Er wordt geschat dat ongeveer één ster per jaar het leven van de hoofdreeks beëindigt en het pad opgaat om een planetaire nevel te maken. Velen van hen zullen geen convectieve witte dwergen worden die in sterren kunnen veranderen die een VLTP zouden moeten ondergaan, maar conservatieve schattingen suggereren dat ongeveer 10% dat zou moeten zijn. In zo'n tempo zou er elk decennium ongeveer één ster moeten zijn die deze fase ondergaat. Omdat de sterren hun buitenste lagen al hebben afgeworpen, wordt de verjongde fusie er niet door verminderd, en deze sterren schijnen uitzonderlijk helder waardoor ze door het grootste deel van de melkweg te detecteren zijn. Maar vóór deze nieuwe identificatie zijn er slechts twee ontdekt, wat suggereert dat veel objecten die historisch als novae zijn geïdentificeerd, echt sterren zouden kunnen zijn die vergelijkbaar zijn met V4334 Sgr en V605 Aql.
In 2005 verzamelde David Williams, lid van de American Association of Variable Star Observers, afbeeldingen uit de Harvard College Astronomical Plate-collectie. Deze enorme collectie van meer dan 500.000 fotografische platen was het resultaat van een vroeg en langlopend onderzoek dat grote delen van de hemel herhaaldelijk fotografeerde van 1885 tot 1993. Met deze collectie kon hij de veranderingen in helderheid reconstrueren die de ster NSV 11749 onderging tijdens zijn uitbarsting .
De ster werd voor het eerst zichtbaar op de fotografische platen in 1899. Hij piekte in 1903 in helderheid en bleef die helderheid enkele jaren behouden, totdat hij in 1907 weer begon te vervagen.

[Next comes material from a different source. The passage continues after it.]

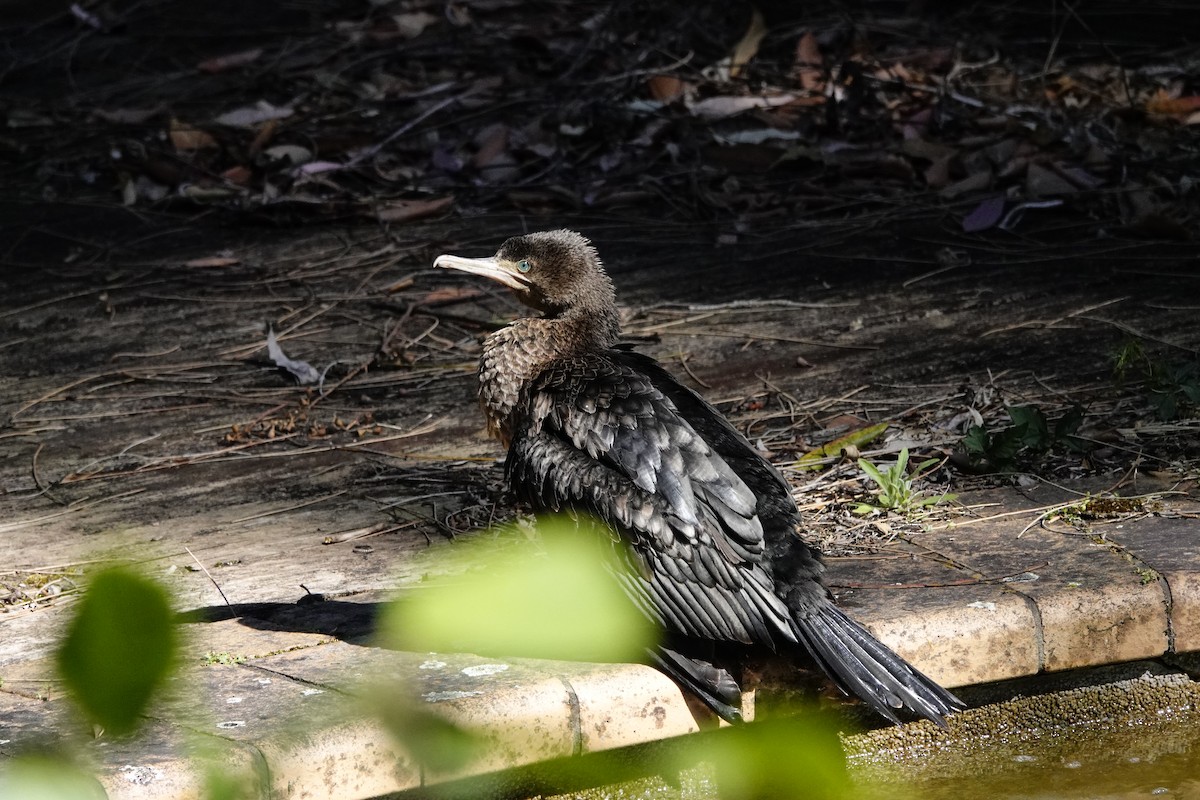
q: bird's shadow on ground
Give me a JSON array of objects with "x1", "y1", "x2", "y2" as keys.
[{"x1": 178, "y1": 594, "x2": 385, "y2": 646}]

De hoeveelheid tijd die nodig was om op te fleuren en de totale verandering in helderheid waren vergelijkbaar met de eerder geïdentificeerde VLTP-sterren. In de 15 jaar sinds het voor het eerst detecteerbaar werd, verdween het meerdere keren uit beelden, een ander kenmerk dat te zien is in V4334 Sgr en V605 Aql. De plotselinge verdwijning wordt verklaard door de uitstoot van koolstof uit de ster die afkoelt en kleine stofdeeltjes vormt die effectief zijn in het blokkeren van licht in het zichtbare deel van het spectrum totdat ze zich verspreiden.

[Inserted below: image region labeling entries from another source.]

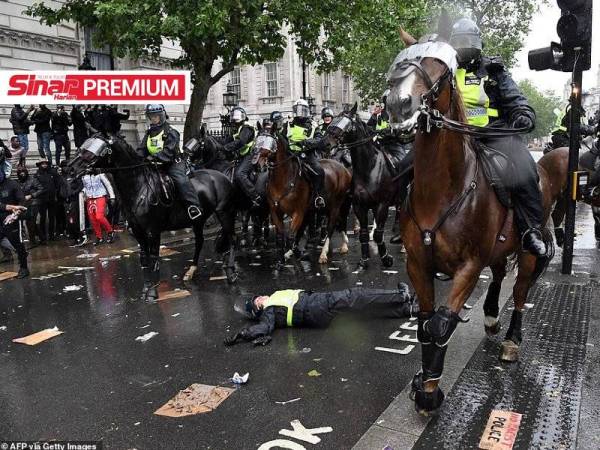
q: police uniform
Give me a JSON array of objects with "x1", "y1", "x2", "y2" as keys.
[
  {"x1": 287, "y1": 117, "x2": 327, "y2": 200},
  {"x1": 226, "y1": 283, "x2": 418, "y2": 344},
  {"x1": 137, "y1": 122, "x2": 200, "y2": 208},
  {"x1": 230, "y1": 123, "x2": 259, "y2": 201}
]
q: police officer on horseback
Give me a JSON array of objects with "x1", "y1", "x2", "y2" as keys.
[
  {"x1": 137, "y1": 104, "x2": 202, "y2": 220},
  {"x1": 224, "y1": 106, "x2": 260, "y2": 206},
  {"x1": 287, "y1": 99, "x2": 326, "y2": 208},
  {"x1": 450, "y1": 18, "x2": 546, "y2": 256}
]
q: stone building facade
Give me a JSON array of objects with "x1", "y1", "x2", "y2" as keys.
[{"x1": 0, "y1": 0, "x2": 356, "y2": 165}]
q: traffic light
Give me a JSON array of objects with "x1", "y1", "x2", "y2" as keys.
[{"x1": 529, "y1": 0, "x2": 593, "y2": 72}]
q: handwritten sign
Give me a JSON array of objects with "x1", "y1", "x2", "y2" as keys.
[{"x1": 479, "y1": 409, "x2": 522, "y2": 450}]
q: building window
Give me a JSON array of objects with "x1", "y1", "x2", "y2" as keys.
[
  {"x1": 83, "y1": 27, "x2": 114, "y2": 70},
  {"x1": 229, "y1": 67, "x2": 242, "y2": 100},
  {"x1": 342, "y1": 75, "x2": 350, "y2": 103},
  {"x1": 265, "y1": 63, "x2": 279, "y2": 97},
  {"x1": 323, "y1": 73, "x2": 331, "y2": 100}
]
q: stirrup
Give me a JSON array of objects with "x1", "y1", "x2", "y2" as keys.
[
  {"x1": 315, "y1": 195, "x2": 325, "y2": 208},
  {"x1": 188, "y1": 205, "x2": 202, "y2": 220}
]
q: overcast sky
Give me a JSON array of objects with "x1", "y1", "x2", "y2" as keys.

Er zijn echter twee belangrijke verschillen: de totale tijd voordat de NSV 11749 vervaagde, was ongeveer tweemaal zo lang als voor V605 Aql en V4335 Aql. De auteurs suggereren dat dit mogelijk te wijten is aan een andere massa van de witte dwerg achter de uitbarstingen. Als de twee eerder geïdentificeerde VLTP-sterren dicht bij elkaar in massa zouden zijn, zouden ze waarschijnlijk vergelijkbare eigenschappen hebben, terwijl NSV 11749 mogelijk een andere massa zou kunnen hebben. Het tweede verschil was de aanwezigheid van een jonge planetaire nevel. In beide eerder geïdentificeerde gevallen waren de sterren het middelpunt van nevels, maar infraroodbeelden van de ster onthulden geen nevel of resterend stof van de vorige uitbarsting. Auteurs schrijven dit opnieuw toe aan een andere evolutionaire tijdschaal vanwege de potentieel verschillende massa van de ster.

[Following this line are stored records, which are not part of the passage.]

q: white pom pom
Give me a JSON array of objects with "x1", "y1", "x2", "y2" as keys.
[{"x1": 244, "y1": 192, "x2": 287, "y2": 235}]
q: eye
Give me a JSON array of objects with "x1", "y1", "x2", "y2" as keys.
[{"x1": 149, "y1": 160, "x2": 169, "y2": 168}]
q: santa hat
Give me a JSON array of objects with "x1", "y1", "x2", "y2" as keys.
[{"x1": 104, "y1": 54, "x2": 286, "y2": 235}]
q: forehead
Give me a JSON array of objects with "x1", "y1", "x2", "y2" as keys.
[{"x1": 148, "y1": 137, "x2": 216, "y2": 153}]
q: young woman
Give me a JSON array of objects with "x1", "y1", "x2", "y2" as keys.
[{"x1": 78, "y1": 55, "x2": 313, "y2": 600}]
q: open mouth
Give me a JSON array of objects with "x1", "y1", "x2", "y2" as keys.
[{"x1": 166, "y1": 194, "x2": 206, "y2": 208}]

Hoewel deze voorlopige nieuwe classificatie nauwelijks overtuigend is, herinnert het ons eraan dat astronomen deze fase van stellaire evolutie pas net beginnen te begrijpen en er is grote behoefte aan meer voorbeelden om modellen te helpen verfijnen. De evolutie van V4334 Sgr ging grofweg 100 keer sneller dan simulaties hadden voorspeld, wat leidde tot herzieningen van de modellen. Soortgelijke veranderingen zullen zeker nodig zijn naarmate er meer VLTP-sterren worden ontdekt. Dit tijdperk van het leven van een ster is belangrijk voor astronomen omdat de lichtverduisterende koolstofuitstoot naar verwachting een belangrijke bron van dit belangrijke element zal zijn.